Axiom of Choice: Where does my argument for proving the axiom of choice fail? Help me understand why this is an axiom, and not a theorem.
When you move from $\exists s\in S$, to specifying "Let $s$ be an element of $S$" you are using what is known as existential instantiation. This is an inference rule of the underlying logic, stating that if there are objects satisfying some property, we can add a new symbol to the language with the statement that this symbol satisfies our property.
So you can apply it once, or twice, or thrice, and if you live long enough and all you do is apply it, then maybe even a few trillion times. Sure, all that is fun and games. But how can you apply it to each and every set of real numbers?
You simply can't.
So what you did there, really, was to say that you have a function mapping $S$ to an element of itself, and that this was your uniform existential instantiation. But why would such a function exist? Well, the answer is that without postulating its existence, it is possible that no such function exists. So you need to have the axiom of choice to assert the existence of such a function, which happens to be exactly what the axiom of choice is doing: it allows you to take all those sets, and get existential instantiation for all of them for the price of one; namely, you only need to instantiate the quantifier stating "There exists a choice function" once, and the rest is given.
Let me add two remarks here.
Zermelo, historically, treated the axiom of choice as a principle of logic, rather than an axiom of set theory. Probably to do exactly what you did there.
Many modern proof assistants prove the axiom of choice, by exactly the same argument as this. When you eliminate existential quantifiers like this uniformly, you simply get a choice function. This is not a bug per se, it's more of a consequence of the design features.
This is a confusing matter, mainly because the kind of reasoning you use in your proof is usually taken to be valid.

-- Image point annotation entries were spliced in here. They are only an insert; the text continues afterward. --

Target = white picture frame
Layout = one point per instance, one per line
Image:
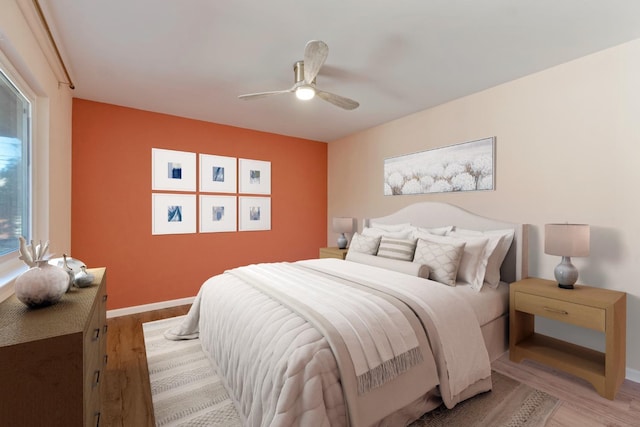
(468, 166)
(254, 213)
(254, 176)
(218, 174)
(218, 214)
(173, 213)
(173, 170)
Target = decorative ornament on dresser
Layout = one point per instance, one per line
(43, 284)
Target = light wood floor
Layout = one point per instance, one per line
(127, 396)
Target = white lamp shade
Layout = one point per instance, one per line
(343, 225)
(566, 239)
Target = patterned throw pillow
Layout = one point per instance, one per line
(364, 244)
(442, 258)
(401, 249)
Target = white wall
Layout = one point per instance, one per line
(24, 44)
(568, 148)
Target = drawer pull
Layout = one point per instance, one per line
(557, 311)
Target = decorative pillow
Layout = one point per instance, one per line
(402, 249)
(406, 267)
(379, 232)
(442, 255)
(364, 244)
(505, 238)
(473, 265)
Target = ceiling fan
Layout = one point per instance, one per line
(315, 53)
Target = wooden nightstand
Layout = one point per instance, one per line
(333, 252)
(594, 308)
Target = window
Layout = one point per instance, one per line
(15, 166)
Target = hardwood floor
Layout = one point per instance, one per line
(126, 400)
(127, 396)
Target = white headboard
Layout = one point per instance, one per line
(437, 214)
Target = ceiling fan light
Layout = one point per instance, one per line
(305, 93)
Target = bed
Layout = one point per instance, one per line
(333, 342)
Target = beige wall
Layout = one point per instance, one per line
(23, 42)
(568, 147)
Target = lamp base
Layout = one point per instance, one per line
(566, 273)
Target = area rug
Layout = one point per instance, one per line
(186, 392)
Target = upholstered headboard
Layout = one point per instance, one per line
(437, 214)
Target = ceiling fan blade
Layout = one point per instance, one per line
(250, 96)
(315, 53)
(340, 101)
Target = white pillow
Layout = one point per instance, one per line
(442, 255)
(475, 258)
(505, 238)
(400, 249)
(364, 244)
(379, 232)
(407, 267)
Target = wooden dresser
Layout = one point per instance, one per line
(52, 359)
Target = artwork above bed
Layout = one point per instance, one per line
(468, 166)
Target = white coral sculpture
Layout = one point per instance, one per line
(32, 254)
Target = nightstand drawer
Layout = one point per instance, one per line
(576, 314)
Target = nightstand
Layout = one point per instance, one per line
(333, 252)
(599, 309)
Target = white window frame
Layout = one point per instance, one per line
(10, 265)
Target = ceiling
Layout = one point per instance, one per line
(193, 58)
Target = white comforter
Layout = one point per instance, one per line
(281, 370)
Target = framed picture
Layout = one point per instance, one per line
(173, 213)
(217, 214)
(217, 174)
(173, 170)
(468, 166)
(255, 176)
(255, 213)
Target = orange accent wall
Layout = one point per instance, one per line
(111, 202)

However, in order to formalize that reasoning in axiomatic set theory, we need to reduce it to particular symbolic formulas in a formal logic system. And it turns out that the rules of symbolic logic and set theory that are sufficient to express most other kinds of generally accepted proofs can't by themselves express your reasoning.
We declare that this is not the fault of your reasoning, but of the limited logical rules we already have. Then we set out to fix our axiomatic set theory by adding a new rule stating that it's allowed to do what you do. This new rule is the axiom of choice.
So the problem with your proof is not that it doesn't work, from the perspective of ordinary mathematics -- but that what it does is not very interesting. It just says that if we accept this kind of reasoning, then we must conclude that this kind of reasoning works, which doesn't really tell us anything.
What a "proof of the axiom of choice" ought to be would be an argument that even if we don't extend our system with this new rule, we can still prove everything we can prove with the rule. But that means that the proof has to be done with fewer tools than we normally allow ourselves to use.
Otherwise, the end result would be something like claiming that you don't need to buy a hammer for your toolbox, because you can still drive in nails. How? Well, just hit the nail with a hammer ...
This is a misunderstanding about the essence of axiomatic set theory. In axiomatic set theory, you don't assume that a set exists because you can think of it; in a sense, the entire point of axiomatic set theory is not to do that, to decouple the notion of existence of sets from such pre-existing (pun intended) notions.
When you say "Define $f(S)=s$", you're already assuming that $f$ exists. The point of the axiom of choice is to allow you to deduce the existence of $f$ from the axioms. If this seems unnecessarily formal, consider that before the advent of axiomatic set theory it probably seemed unnecessarily formal to ask whether the set of all sets that don't contain themselves exists. What do you mean, does it exist? Just define $A=\{x\mid x\text{ is a set that doesn't contain itself}\}$!